The continuous discount promotions in the Qiaobei developments raise questions: does this collective price drop indicate that property prices in the area north of the river cannot hold up anymore? Is this a harbinger of an overall decline in Nanjing's property prices?
[Price Drop] Three developments offer fixed-price units
The super-large Tianrun Cheng development has thrown out an astonishing promotion with a fixed price of 4088 yuan/square meter, offering 350 special-priced units spread across different sections of the development.
Coincidentally, two other developments in the same Jiangbei sector, specifically in the Qiaobei area, also adopted a fixed-price strategy: Venetian Water City offered 150 units at a uniform price of 4480 yuan/square meter, while Tianhua Lügu offered 50 units at a uniform price of 4188 yuan/square meter. However, it was reported that these developments imposed strict restrictions on the floors available for purchase. For example, one development only targeted ground and top-floor units, while another limited the selection to floors 1-6 of high-rise buildings, and the first and sixth floors of low-rise buildings.
In total, 550 special-priced units account for what percentage of the available units for sale? According to data from Nanjing Online Real Estate, these three developments currently have a total of 3360 units available for sale, meaning the 550 special-priced units make up about 16% of the total available units.
An industry insider stated that for a major player like Suning in Qiaobei, 550 units spread across three developments might seem trivial, but considering the current total number of available units, a 16% proportion is relatively significant.
Sold to specific groups? Sales offices say anyone can buy
Interestingly, Suning Properties’ official statement yesterday was that these 550 units across the three developments were specially selected to thank society and demonstrate social and cultural care, targeting provincial and municipal model workers, advanced workers, soldiers, and others who have contributed to society.
However, when reporters contacted these three developments yesterday, the sales staff all said there were no such restrictions, and buyers could purchase normally.
Why is the developer being so secretive? An industry insider speculated that the developer might be worried that previous buyers would feel they had bought at a loss and demand refunds or compensation.
[Citizen Reactions] Both those who want to buy and those who don't have their reasons
Citizen Mr. Shi stated that if the fixed-price discounts only applied to ground and top-floor units, it wouldn’t mean much. But he noticed that some fixed-price units weren’t just for ground and top floors; for instance, one development included floors 1-6 of high-rise buildings, making units on the 4th and 5th floors priced at 4480 yuan/square meter worth considering.
Mr. Shi also believed that compared to the prices he had been tracking, these fixed-price units were several hundred yuan cheaper per square meter, with hundreds of units available. The scope of the price reduction was quite broad, so he decided to check out the properties over the weekend.
But there are also citizens who are indifferent to the price drops in Jiangbei developments. Ms. Lu said that she recently took a bus to view properties in Jiangbei but got stuck in traffic for over two hours on the bridge.

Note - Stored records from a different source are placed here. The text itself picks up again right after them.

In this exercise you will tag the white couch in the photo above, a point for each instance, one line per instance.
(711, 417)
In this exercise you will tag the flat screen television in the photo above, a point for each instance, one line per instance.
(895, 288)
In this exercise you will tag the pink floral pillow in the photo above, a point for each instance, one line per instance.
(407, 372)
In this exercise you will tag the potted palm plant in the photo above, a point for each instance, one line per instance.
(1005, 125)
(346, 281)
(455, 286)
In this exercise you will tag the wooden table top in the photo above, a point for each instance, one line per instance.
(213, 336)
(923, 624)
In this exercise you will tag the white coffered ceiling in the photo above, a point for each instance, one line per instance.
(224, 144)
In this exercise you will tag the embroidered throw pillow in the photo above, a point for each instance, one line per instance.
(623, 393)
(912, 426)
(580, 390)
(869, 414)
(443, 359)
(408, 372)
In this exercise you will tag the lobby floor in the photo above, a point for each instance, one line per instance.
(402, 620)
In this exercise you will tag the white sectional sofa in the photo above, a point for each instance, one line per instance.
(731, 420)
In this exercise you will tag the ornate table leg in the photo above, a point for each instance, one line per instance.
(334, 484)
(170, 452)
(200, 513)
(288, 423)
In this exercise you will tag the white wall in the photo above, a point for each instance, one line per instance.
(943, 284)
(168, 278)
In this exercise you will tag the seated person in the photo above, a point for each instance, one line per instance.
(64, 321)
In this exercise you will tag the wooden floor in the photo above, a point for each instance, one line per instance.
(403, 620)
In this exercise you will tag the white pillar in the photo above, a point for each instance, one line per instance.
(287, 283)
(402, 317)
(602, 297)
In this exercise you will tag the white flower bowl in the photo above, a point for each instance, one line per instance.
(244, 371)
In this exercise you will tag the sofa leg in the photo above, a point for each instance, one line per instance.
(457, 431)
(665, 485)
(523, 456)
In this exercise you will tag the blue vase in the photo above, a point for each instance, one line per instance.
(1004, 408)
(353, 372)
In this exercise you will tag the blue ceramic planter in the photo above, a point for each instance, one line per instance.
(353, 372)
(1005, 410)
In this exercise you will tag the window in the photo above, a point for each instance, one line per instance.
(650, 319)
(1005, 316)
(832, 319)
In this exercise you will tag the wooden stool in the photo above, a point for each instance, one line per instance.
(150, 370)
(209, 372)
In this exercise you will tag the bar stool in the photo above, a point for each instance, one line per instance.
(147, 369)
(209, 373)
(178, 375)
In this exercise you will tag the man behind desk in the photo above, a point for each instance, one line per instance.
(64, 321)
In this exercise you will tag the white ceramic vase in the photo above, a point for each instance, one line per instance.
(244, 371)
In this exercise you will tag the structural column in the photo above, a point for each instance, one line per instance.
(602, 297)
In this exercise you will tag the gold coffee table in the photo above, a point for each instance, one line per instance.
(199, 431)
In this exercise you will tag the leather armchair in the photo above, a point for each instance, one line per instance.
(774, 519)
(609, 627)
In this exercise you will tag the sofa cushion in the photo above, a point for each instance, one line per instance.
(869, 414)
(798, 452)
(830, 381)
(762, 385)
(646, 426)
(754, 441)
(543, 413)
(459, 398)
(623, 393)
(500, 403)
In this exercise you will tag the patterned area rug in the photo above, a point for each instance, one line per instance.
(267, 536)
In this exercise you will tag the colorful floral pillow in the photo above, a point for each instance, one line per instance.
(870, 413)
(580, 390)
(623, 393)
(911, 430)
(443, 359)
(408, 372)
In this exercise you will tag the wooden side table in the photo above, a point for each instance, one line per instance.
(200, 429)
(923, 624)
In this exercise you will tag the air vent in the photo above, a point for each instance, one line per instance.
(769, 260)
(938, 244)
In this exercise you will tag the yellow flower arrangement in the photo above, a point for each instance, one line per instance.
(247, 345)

By the time she reached the development, she had lost all enthusiasm. With such poor transportation conditions, living there in the future would be too inconvenient. Although prices have dropped significantly, she remains hesitant and doesn't plan to consider buying in Jiangbei for now.

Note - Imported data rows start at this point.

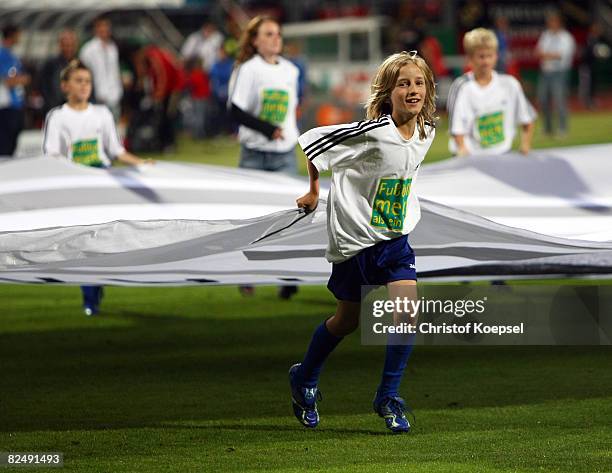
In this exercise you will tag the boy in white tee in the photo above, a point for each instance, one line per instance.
(371, 208)
(85, 134)
(484, 106)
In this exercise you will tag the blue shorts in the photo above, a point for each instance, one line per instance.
(386, 261)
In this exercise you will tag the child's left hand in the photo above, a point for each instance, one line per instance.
(308, 202)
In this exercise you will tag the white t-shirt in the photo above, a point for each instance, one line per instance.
(373, 169)
(103, 60)
(559, 42)
(487, 116)
(87, 137)
(269, 92)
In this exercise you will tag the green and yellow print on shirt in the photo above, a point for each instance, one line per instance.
(491, 129)
(274, 105)
(86, 152)
(390, 202)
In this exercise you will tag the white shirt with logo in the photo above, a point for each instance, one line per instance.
(487, 116)
(269, 92)
(87, 137)
(374, 168)
(557, 42)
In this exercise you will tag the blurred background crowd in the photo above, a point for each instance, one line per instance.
(163, 66)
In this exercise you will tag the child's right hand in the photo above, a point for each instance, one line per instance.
(308, 202)
(278, 134)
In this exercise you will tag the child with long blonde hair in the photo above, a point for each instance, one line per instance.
(368, 226)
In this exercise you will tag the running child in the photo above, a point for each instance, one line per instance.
(367, 228)
(484, 106)
(85, 134)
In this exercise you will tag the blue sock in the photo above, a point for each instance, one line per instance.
(396, 358)
(321, 345)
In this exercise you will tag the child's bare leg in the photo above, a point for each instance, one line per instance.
(345, 320)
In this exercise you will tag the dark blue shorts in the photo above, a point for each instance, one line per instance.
(386, 261)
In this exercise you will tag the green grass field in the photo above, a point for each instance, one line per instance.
(194, 379)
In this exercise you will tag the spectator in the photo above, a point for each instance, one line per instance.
(101, 56)
(293, 52)
(50, 86)
(263, 99)
(197, 117)
(502, 28)
(220, 75)
(596, 49)
(555, 49)
(204, 45)
(485, 106)
(12, 92)
(165, 80)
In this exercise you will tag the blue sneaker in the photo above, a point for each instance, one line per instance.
(392, 409)
(90, 310)
(304, 400)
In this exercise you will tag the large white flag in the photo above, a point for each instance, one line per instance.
(178, 224)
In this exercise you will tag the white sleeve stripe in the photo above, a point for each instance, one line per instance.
(338, 132)
(340, 138)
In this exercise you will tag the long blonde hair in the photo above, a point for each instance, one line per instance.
(379, 102)
(246, 50)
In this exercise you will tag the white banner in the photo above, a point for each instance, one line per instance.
(180, 224)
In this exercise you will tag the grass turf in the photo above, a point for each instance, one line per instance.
(194, 379)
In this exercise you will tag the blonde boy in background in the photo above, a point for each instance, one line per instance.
(484, 106)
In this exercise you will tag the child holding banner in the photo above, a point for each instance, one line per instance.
(484, 106)
(370, 212)
(85, 134)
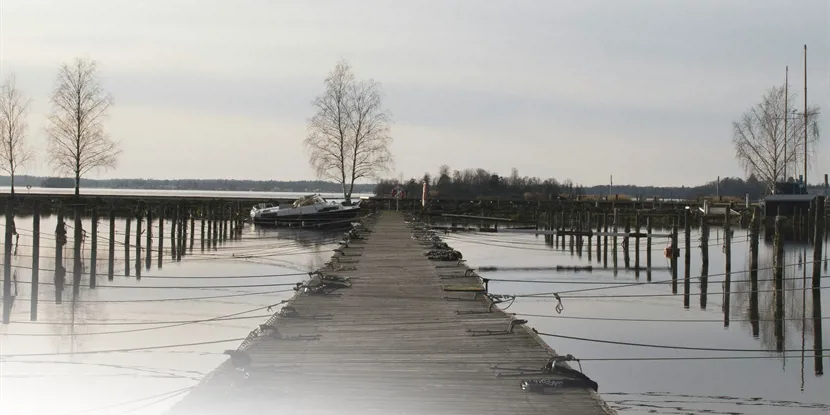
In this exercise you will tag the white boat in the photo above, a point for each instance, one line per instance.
(307, 210)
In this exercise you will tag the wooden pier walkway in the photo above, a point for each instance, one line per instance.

[Industry Analysis] Qiaobei's dream of reaching five thousand yuan per square meter shattered
Developments in the area north of the river last year aimed to break through five thousand yuan per square meter, but it seems they've been brought back down to earth. Shi Dong, vice president of Nanjing Wangshang Real Estate Research Institute, analyzed that from a transaction average price of less than 3500 yuan/square meter in February last year to struggling to maintain at 4500 yuan/square meter now, breaking through five thousand yuan per square meter clearly failed.
This can also be seen from the comparison of sales volumes during the same period: in February this year, the sales volume of Pukou developments dropped by 74% month-on-month, putting pressure on developers.
According to predictions from the Wangshang Real Estate Research Institute, this year, 3.313 million square meters of new commercial housing will be listed in the northern part of the river (slightly higher than the 3.21 million square meters in 2007), including 2.865 million square meters of newly approved listings, the highest among all sectors in Nanjing. This year, the additional supply of residential properties from the 45 developments on sale in the northern part of the river will reach 2.8 million square meters. The concentrated and large-scale supply of commercial housing will inevitably intensify competition in the real estate market in the Qiaobei area of the northern part of the river.